«... Сынок, никогда не давай без нужды обетов. Не тянут за язык – так не болтай. Язык не ботало, слышь ты меня?» – сказал Никон, глядя келейнику в спину. Мардарий ловко уложил дровишки в печь, нашарил на загнетке под золою живой уголек, раздул на берестяный свиток, сунул в устье к схватчивой, как порох, теплинке. Березовые поленца живо оделись пламенем, жарко озолотились, на слюдяном оконце заиграли сполохи. Даже образа на тябле заперемигивались, на своем небесном языке завели досужую беседу Мать с Сыном. Мардарий легко как-то молчал, он душою доверчивой отвечал святому старцу. И лишь когда молчать становилось неприлично, инок спохватывался и начинал петь заливистым тенорком; и куда тогда девалась косная речь, и непослушный язык так ловко разглаживал каждое словцо, выстраивал в звучную строку...

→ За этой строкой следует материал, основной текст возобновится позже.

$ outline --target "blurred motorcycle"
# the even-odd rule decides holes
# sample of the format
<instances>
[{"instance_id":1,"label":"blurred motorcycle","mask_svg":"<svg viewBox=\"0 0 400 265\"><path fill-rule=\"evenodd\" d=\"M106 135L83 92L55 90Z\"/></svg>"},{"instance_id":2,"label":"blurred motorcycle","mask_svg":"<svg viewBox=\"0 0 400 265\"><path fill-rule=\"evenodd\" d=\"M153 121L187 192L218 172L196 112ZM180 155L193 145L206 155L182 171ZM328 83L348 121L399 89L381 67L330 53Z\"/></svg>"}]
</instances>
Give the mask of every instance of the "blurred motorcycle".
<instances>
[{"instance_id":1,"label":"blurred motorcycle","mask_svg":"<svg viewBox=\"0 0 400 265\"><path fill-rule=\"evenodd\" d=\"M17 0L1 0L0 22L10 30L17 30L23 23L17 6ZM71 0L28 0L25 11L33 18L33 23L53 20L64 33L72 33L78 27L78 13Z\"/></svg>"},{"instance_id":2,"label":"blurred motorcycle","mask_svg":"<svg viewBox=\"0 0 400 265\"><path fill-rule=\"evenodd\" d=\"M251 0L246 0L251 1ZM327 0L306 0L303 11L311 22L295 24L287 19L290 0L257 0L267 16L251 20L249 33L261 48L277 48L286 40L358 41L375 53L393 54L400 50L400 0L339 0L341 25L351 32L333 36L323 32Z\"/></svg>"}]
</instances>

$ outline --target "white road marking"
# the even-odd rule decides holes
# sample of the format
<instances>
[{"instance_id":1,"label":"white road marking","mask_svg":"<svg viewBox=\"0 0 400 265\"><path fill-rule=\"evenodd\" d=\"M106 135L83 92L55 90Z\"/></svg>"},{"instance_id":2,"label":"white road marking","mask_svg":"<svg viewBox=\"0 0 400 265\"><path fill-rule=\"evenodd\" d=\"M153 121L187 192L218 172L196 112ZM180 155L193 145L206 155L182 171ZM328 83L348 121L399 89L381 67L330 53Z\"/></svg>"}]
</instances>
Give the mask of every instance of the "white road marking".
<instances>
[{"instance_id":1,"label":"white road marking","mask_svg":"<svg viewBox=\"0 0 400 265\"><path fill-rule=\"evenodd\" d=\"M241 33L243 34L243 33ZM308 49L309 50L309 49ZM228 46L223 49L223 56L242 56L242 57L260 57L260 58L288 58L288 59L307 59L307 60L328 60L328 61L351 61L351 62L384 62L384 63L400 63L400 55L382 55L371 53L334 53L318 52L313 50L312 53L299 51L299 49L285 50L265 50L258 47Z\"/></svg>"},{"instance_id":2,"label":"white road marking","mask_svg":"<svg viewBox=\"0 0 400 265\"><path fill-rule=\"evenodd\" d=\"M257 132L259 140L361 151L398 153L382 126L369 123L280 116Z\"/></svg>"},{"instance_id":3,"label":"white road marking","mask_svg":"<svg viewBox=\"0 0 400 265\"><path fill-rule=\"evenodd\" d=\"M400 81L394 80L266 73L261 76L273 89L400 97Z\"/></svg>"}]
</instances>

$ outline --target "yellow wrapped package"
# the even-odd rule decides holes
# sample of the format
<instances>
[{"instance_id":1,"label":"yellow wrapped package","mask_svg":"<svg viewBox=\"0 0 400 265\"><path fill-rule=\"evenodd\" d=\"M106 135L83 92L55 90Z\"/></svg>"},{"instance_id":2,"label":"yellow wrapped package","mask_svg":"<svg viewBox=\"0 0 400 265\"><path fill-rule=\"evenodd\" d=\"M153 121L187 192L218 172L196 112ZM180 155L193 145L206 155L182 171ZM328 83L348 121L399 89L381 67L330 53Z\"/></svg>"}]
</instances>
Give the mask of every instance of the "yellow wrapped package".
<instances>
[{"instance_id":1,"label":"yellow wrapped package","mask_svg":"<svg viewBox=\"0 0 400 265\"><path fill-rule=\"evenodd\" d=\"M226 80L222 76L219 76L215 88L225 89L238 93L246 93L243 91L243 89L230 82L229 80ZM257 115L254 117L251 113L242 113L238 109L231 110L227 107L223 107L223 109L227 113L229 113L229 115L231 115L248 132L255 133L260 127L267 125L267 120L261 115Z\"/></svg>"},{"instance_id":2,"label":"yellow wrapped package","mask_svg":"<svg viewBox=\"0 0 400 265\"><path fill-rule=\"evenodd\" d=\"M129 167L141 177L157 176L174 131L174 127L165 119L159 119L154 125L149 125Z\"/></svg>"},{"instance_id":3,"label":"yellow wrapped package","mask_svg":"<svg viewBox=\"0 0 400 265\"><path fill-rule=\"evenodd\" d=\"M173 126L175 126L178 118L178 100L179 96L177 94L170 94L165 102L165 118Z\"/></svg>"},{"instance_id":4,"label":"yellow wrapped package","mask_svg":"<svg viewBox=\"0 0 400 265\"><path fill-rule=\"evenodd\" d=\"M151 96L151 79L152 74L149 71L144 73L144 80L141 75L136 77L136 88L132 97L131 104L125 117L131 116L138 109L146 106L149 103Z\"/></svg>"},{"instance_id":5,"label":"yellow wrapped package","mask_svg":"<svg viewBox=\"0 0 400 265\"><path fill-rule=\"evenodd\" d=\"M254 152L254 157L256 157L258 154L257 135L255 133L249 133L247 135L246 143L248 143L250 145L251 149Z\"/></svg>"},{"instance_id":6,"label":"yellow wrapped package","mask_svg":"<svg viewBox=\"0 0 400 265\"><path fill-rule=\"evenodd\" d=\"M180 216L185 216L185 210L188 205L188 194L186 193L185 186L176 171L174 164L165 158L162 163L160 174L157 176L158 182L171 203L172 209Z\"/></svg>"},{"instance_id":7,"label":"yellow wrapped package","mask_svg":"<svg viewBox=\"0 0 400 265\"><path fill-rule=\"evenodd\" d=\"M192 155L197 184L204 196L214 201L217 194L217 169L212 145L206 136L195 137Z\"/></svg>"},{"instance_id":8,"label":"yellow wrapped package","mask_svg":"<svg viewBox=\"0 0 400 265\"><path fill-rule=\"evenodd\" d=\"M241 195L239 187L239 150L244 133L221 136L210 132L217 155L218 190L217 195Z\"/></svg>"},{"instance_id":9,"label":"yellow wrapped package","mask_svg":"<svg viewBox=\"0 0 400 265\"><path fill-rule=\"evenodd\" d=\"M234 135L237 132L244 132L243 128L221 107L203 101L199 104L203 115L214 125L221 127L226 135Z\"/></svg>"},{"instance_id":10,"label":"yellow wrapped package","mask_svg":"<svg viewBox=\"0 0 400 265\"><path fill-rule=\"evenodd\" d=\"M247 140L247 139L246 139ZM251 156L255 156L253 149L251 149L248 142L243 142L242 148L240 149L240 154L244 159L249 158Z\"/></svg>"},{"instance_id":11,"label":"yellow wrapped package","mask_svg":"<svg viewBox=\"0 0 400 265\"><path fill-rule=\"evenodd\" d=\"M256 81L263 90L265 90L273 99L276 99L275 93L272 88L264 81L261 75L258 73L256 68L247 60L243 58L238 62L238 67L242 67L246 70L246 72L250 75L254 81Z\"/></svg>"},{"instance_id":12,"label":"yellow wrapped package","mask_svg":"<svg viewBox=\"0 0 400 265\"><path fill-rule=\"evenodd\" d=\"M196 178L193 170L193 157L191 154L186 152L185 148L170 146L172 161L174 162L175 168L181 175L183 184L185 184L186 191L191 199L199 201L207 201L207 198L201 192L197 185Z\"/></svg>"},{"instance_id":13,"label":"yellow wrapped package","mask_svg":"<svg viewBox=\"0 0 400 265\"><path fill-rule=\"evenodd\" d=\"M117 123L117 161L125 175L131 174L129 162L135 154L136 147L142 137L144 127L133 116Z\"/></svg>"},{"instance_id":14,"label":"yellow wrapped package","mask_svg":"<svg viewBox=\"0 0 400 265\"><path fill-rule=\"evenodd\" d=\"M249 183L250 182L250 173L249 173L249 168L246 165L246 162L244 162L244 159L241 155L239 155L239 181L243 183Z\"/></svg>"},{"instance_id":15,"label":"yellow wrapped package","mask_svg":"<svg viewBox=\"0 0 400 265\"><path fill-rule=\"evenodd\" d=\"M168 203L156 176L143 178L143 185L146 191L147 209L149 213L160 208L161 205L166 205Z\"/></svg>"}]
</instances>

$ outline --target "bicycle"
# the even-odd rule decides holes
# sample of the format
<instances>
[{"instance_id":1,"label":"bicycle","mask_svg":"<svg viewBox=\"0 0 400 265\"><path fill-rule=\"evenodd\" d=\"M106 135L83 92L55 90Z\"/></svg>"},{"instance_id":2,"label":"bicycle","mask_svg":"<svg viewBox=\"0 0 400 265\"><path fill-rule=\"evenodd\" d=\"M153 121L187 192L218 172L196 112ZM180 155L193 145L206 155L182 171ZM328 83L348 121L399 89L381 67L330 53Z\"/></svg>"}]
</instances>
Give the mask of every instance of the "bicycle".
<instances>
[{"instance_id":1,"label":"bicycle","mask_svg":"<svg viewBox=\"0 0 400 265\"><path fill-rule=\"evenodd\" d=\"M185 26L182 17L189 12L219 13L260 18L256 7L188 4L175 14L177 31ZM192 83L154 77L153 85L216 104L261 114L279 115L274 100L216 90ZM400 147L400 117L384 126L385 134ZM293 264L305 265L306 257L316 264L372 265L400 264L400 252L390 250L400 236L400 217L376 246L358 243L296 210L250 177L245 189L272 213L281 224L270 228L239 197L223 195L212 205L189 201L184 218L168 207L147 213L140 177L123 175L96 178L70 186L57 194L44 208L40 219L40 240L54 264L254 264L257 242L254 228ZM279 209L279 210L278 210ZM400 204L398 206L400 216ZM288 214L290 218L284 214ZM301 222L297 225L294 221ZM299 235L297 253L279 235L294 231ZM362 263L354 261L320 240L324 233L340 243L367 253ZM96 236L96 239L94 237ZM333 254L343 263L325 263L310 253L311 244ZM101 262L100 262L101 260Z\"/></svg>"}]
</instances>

«Бесы ино тебя стерегут и клятву твою ловят, и не токмо сам сокрушишься, но и душу свою погубишь... Со мною такожде стало, с похвалебщиком. Решил покрасоваться, как великие отцы, наложил на себя особый подвиг. Замкнул я однажды вериги навсегда и велел Шушере кинуть ключ в Истру-реку. И все бы ничего, терпимо. Прижмет ино, так в бане лучинкой потрешь, ино вошка когда совьет гнездо, так мыльцем ее прочь погонишь. А вот нынче совсем остарел, сдал дедко, пошли из меня гнилые соки, весь припах я, а под оплечьями, под ременными шлеями непроходимые язвы намокли. И как быть, сынок? Снять ли вериги? Лечить иль нет? Иль заживо гнить во славу Господа нашего?»
Никон настойчиво, с какой-то угрозою, но и надеждой воззрился на келейника подслеповатым взглядом из-под клочковатых седых бровей.
«Гос-по-ди, по-ми-луй... И плоть бысть дадена на обручение с душою. И спасая плоть, спасаешь и душу сво-ю-у! – вдруг пропел Мардарий. – Святый человеколюбче! Смиряя – смиряй, но не насильствуй без времени... Дозволь посмотреть, отечь родимый».
Хотел и дальше петь, но сдержался, прикусил язык; у всякой речи своя длина; ежли первые слова на пользу, то вторые – во вред. И подумал умиленно: «И мудрые-то порою, как дети. И святые трухнут, еще не упокоясь. И на том им работники спосыланы в услужение. И не возгордися в помощи своей, ибо малая тварь по смерти сгниет и сгинет, как палое дерево. Святые же по смерти сияют, не помирая...»
«Что же ты, Мардарий, меня, как отца, холишь?» – спросил Никон.
«Всякий горшок знай свой шесток», – уклончиво ответил инок и ловко, вроде бы без усилий, разоболок просторное, угловатое в старости тело Отца. Так матери детей своих раскутывают. И, оглядев костистое, с проточками и провислостями, когда-то могучее тело монаха, снова подумал грустно: «И гору изъедают дожди и ветры, а тут живая плоть».
«Что, сынок, на старика-то страшно глянуть?» – Никон положил на стол длинные, в черных узлах вен руки с одрябшими мясами, поиграл пальцами, но они уже худо разгибались, кривые, усаженные ревматическими шишками. Кожаная сбруя вериг, когда-то туго обтягивающая валкие, с буграми мышц плечи монаха, сейчас, оказывается, висела свободно, как шлея на доходяге-лошади. «Эх, право, был конь езжан, диво на диво, – сокрушенно вздохнул Никон, поцеловал верижный крест. – Не поверишь, братец, но, бывало, на речные насады нашивал кули с солью на пятнадцать пуд. Сходни до воды гнулись, как иду, а я-то все бегом да спехом. И ни одна жилка не тоскнула».
Вспомнил Никон прежнюю удаль с младенческим восторгом и тут же загрустил.
«Что посеешь, владыко, то и пожнешь», – снова с намеком ответил Мардарий и, потянув ременное осклизлое оплечье вериг, осмотрел выпирающие крылом лопатки с отставшей кожей и горбатые лемеха ключиц. Там живое мясо глянуло, и в нем, в сукровице и гное, кишело белое червие, поедая скорбящую плоть.
«Экую досаду терпит! – молча восхитился Мардарий. – Воистину великий старец. Но припекло патриарха, заскулил, как ребенок».
И от любви к страдающему Никону решился нарушить давний обет. Хотя монаху болезни не в сокрушение, но в устроение души. Еще давече при виде ковыляющего Никона, уже согбенного к земле, с горбиком на загривке, не пришло бы Мардарию такого желания; да вот внезапные стенания святого старца проняли сердце келейника.